The red dashed line represents the ideal case where the predicted score equals the actual score (perfect prediction).

 Insight: The points lie very close to the red line, indicating a high degree of accuracy in the model's predictions. This suggests that the regression model has learned the pattern in sentiment scores effectively, with minimal error between actual and predicted values.

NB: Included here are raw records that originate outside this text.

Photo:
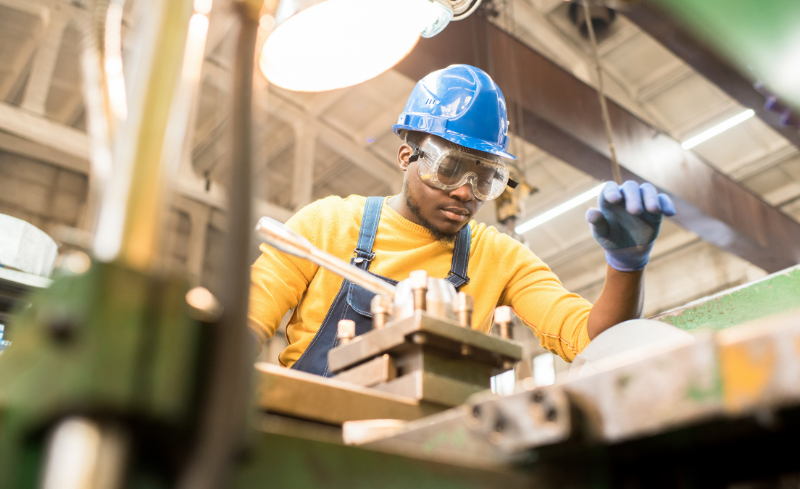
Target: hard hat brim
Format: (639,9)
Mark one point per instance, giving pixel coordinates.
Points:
(461,140)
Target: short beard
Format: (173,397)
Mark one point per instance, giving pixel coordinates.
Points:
(414,208)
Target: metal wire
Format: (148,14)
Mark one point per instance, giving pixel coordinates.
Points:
(601,94)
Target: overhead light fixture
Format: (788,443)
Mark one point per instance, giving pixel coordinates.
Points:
(321,45)
(559,209)
(718,129)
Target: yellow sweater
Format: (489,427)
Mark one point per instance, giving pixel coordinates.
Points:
(501,271)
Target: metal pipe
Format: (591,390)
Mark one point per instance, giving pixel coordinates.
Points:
(224,410)
(82,454)
(283,238)
(130,214)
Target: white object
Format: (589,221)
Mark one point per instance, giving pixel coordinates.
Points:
(718,129)
(544,369)
(559,209)
(324,45)
(627,342)
(25,247)
(365,431)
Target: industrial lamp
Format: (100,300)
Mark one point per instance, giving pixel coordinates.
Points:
(323,45)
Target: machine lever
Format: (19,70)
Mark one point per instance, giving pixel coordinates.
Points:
(283,238)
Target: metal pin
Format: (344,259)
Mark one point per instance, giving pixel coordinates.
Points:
(502,317)
(419,284)
(381,308)
(346,331)
(463,307)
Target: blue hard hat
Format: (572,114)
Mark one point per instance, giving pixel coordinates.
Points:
(461,104)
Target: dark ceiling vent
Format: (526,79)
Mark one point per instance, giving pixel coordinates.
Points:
(602,18)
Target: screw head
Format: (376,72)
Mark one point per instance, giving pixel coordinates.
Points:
(477,412)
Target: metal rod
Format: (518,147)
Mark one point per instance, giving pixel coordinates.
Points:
(130,215)
(286,240)
(601,95)
(224,410)
(82,454)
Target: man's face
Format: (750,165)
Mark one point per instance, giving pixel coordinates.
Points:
(442,212)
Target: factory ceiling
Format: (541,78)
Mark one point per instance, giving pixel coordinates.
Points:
(340,142)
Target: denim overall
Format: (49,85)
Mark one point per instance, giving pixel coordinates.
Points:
(353,302)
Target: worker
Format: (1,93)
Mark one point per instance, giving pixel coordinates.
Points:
(454,131)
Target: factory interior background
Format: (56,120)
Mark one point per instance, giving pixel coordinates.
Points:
(340,142)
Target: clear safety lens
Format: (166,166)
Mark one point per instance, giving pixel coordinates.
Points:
(448,166)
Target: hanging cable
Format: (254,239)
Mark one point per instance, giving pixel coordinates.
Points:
(601,94)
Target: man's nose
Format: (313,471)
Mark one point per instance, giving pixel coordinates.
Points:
(463,193)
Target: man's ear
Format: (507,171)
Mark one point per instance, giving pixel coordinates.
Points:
(403,154)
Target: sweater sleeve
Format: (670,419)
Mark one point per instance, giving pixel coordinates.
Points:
(558,317)
(278,280)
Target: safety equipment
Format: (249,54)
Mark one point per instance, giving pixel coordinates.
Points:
(448,166)
(627,223)
(461,104)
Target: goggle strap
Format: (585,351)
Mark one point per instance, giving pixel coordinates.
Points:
(418,153)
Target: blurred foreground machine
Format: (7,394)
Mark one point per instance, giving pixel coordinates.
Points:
(123,378)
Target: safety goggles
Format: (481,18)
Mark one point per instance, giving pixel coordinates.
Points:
(447,166)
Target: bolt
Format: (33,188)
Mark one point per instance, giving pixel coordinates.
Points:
(499,424)
(419,284)
(502,317)
(463,307)
(346,331)
(476,412)
(381,308)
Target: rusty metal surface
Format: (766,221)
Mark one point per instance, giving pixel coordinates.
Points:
(312,397)
(672,35)
(488,431)
(562,116)
(379,370)
(395,337)
(430,387)
(715,388)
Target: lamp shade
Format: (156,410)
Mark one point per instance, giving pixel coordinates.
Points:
(330,44)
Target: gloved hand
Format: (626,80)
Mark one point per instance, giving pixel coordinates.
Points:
(627,223)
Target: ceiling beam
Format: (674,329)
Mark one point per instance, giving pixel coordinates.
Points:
(44,63)
(674,37)
(43,131)
(562,116)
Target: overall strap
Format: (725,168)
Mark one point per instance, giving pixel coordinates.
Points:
(458,268)
(363,255)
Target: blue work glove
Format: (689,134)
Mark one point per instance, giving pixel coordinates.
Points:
(627,223)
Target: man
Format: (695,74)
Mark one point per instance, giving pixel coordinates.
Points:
(454,129)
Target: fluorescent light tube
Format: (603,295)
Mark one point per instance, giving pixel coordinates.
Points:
(718,129)
(559,209)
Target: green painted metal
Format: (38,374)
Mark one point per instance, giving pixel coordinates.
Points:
(112,342)
(761,37)
(776,294)
(295,463)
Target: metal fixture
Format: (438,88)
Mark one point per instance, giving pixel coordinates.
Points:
(285,239)
(419,284)
(345,332)
(381,309)
(463,307)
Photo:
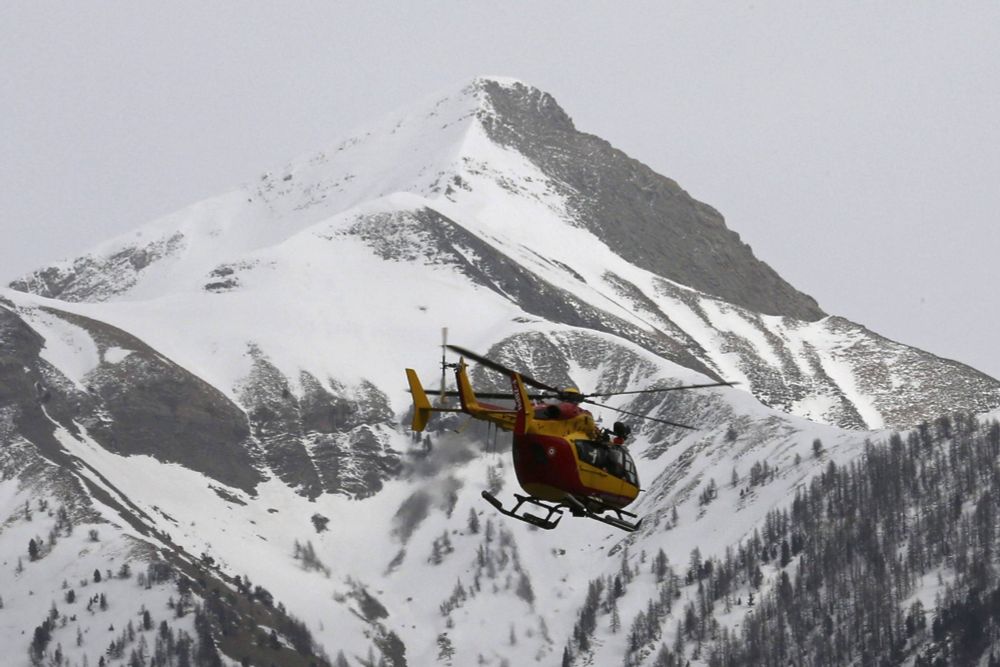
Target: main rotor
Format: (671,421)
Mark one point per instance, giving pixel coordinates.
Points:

## 🧾 Final Summary and Key Insights

This project aimed to analyze and predict employee sentiment from textual feedback, offering valuable insights into overall workplace morale. Here's a summary of the key steps, results, and potential next directions:

### 🔍 Objective
The goal was to map qualitative sentiment labels (Positive, Neutral, Negative) to quantitative sentiment scores, aggregate them monthly, and use a regression model to predict sentiment trends over time.

---

### 📊 Insights from Data

- **Data Cleaning:** We ensured the dataset was free of missing values and inconsistencies, making it ready for time-series-based sentiment analysis.
- **Sentiment Mapping:** Sentiment labels were successfully mapped to numerical values (`Positive → 1`, `Neutral → 0`, `Negative → -1`) to facilitate quantitative analysis.
- **Monthly Trends:** Aggregated sentiment scores revealed fluctuating sentiment patterns over time, highlighting months with higher or lower employee satisfaction.

---

### 🤖 Model Performance

- A **linear regression model** was trained to predict monthly sentiment scores based on historical data.
- The model showed **a strong linear relationship** between actual and predicted values, as evidenced by the scatter plot closely aligning with the ideal regression line.
- This indicates the model effectively captures sentiment trends and could be used for forecasting future sentiment.

---

### 💡 Interpretation of the Regression Plot

- The **scatter plot** comparing actual and predicted scores shows minimal deviation from the ideal line (`y = x`), implying high model accuracy.
- The line of best fit confirms that the model is well-calibrated and does not suffer from overfitting or underfitting in this scenario.
- This is promising for tracking how employee sentiment might evolve month-over-month.

---

### 📌 Conclusion

This analysis demonstrates that even simple linear models can provide meaningful insights into organizational sentiment when paired with proper data aggregation and transformation. The results support the feasibility of using predictive analytics to inform HR strategies, employee engagement programs, and workplace improvements.